Joe Foss, "the Flying Marine," was the first man to tie Eddie Rickenbacker's WW I record of 26 enemy kills. By the time he graduated from the University of South Dakota in 1940, General Foss had developed an intense interest in aviation and had logged more than 100 flying hours. He entered Marine Corps pilot training and, with the outbreak of WW II, was assigned to fly Grumman F4Fs with Fighting Squadron 121. Between 9 October and 19 November 1942, General Foss shot down 23 Japanese aircraft over Guadalcanal and three more on 15 January 1943. On 25 January, he led a mixed squadron of 12 F4F and P-38 fighters and drove off a much larger force of Japanese bombers; four of the bombers went down and none of the others were able to reach their targets.

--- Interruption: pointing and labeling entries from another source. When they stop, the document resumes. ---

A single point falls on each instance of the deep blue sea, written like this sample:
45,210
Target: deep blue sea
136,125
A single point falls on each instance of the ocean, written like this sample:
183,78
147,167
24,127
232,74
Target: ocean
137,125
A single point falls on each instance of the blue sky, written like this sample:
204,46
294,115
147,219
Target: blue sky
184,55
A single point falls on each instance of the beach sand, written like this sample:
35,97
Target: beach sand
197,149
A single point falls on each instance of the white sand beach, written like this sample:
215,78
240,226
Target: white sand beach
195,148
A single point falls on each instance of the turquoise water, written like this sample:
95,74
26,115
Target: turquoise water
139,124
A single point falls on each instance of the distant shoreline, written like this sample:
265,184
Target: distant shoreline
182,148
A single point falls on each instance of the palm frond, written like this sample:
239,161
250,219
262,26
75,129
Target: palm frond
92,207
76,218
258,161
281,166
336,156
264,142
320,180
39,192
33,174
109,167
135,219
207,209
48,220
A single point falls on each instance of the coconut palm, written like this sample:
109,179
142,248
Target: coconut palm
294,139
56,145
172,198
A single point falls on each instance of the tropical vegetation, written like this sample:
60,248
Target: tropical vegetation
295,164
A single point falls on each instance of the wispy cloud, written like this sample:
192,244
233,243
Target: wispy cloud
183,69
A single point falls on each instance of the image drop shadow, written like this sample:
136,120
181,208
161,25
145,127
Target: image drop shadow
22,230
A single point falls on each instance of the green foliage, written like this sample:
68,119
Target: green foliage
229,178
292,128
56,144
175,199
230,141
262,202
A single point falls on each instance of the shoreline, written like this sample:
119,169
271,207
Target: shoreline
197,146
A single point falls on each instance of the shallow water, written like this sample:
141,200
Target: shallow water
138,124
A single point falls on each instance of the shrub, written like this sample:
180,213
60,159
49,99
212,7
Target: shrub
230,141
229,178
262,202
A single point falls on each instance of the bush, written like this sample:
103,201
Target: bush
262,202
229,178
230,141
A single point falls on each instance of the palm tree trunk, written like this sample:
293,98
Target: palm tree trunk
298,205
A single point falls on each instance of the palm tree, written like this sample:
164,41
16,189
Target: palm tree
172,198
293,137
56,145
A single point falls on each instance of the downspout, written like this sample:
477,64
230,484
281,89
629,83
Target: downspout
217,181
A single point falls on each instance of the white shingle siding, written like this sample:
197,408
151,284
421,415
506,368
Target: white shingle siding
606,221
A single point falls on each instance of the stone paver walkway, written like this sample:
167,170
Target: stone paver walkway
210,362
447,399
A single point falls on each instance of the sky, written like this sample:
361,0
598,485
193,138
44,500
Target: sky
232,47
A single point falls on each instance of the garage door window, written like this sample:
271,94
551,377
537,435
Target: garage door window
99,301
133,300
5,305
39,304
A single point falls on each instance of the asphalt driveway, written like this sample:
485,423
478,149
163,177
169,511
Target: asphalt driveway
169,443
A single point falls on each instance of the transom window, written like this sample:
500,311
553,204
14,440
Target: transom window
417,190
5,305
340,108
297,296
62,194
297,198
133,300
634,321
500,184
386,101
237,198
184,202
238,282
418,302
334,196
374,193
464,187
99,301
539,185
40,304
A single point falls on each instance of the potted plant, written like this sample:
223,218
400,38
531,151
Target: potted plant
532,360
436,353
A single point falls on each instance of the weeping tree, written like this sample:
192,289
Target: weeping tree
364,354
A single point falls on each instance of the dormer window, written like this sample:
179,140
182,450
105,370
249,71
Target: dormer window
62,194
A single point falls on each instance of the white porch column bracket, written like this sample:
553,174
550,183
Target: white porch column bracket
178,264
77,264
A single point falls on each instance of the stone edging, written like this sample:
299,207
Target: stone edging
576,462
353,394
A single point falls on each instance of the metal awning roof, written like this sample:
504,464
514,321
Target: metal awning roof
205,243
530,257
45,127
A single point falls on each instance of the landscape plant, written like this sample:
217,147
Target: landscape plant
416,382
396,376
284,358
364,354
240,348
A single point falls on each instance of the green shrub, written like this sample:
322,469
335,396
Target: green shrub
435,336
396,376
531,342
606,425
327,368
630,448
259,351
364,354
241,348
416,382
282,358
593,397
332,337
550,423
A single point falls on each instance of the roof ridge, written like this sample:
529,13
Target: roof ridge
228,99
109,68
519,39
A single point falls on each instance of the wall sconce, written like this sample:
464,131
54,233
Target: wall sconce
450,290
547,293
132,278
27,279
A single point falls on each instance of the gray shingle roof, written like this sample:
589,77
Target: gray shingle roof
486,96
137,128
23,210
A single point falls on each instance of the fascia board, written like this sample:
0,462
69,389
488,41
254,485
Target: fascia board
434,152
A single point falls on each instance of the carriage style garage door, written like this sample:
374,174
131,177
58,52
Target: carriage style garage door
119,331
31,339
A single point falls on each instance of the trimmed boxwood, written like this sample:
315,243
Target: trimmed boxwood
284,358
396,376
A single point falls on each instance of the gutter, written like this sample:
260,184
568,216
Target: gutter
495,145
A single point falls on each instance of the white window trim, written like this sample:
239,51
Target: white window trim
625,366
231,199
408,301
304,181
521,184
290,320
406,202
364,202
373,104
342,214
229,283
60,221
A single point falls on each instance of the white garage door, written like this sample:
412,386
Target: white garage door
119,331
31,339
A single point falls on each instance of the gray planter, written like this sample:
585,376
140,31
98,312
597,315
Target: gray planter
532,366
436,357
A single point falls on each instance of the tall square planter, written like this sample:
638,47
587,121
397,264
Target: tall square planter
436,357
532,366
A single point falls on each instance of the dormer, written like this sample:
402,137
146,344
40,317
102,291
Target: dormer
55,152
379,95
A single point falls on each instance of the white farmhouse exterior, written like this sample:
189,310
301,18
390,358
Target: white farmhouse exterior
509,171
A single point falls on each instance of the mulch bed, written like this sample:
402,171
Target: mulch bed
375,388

In May 1943, Joe Foss, was awarded the Medal of Honor for his exploits. Discharged after the war as a major, General Foss returned to South Dakota and helped organize the state Air National Guard. He was promoted to brigadier general in 1953 and became Chief of Staff, South Dakota Air National Guard. In 1954, General Foss was elected Governor of South Dakota and served two terms. In 1960, he was named the first Commissioner of the newly organized American Football League. He later became Director of Public Affairs for KLM Airlines and, today, is the International Chairman of the "Here's Life, World." General Foss is past President and Chairman of the Board of the Air Force Association. He was selected in 1943 as one of the "Ten Most Outstanding Young Men in the United States."
The painting shows General Foss in his F4F Wildcat shooting down a Japanese Zero over Guadalcanal. In the 63 days that General Foss shot down 26 enemy aircraft, he was forced to make three dead-stick landings on Henderson Field and was himself shot down over the island of Malaila.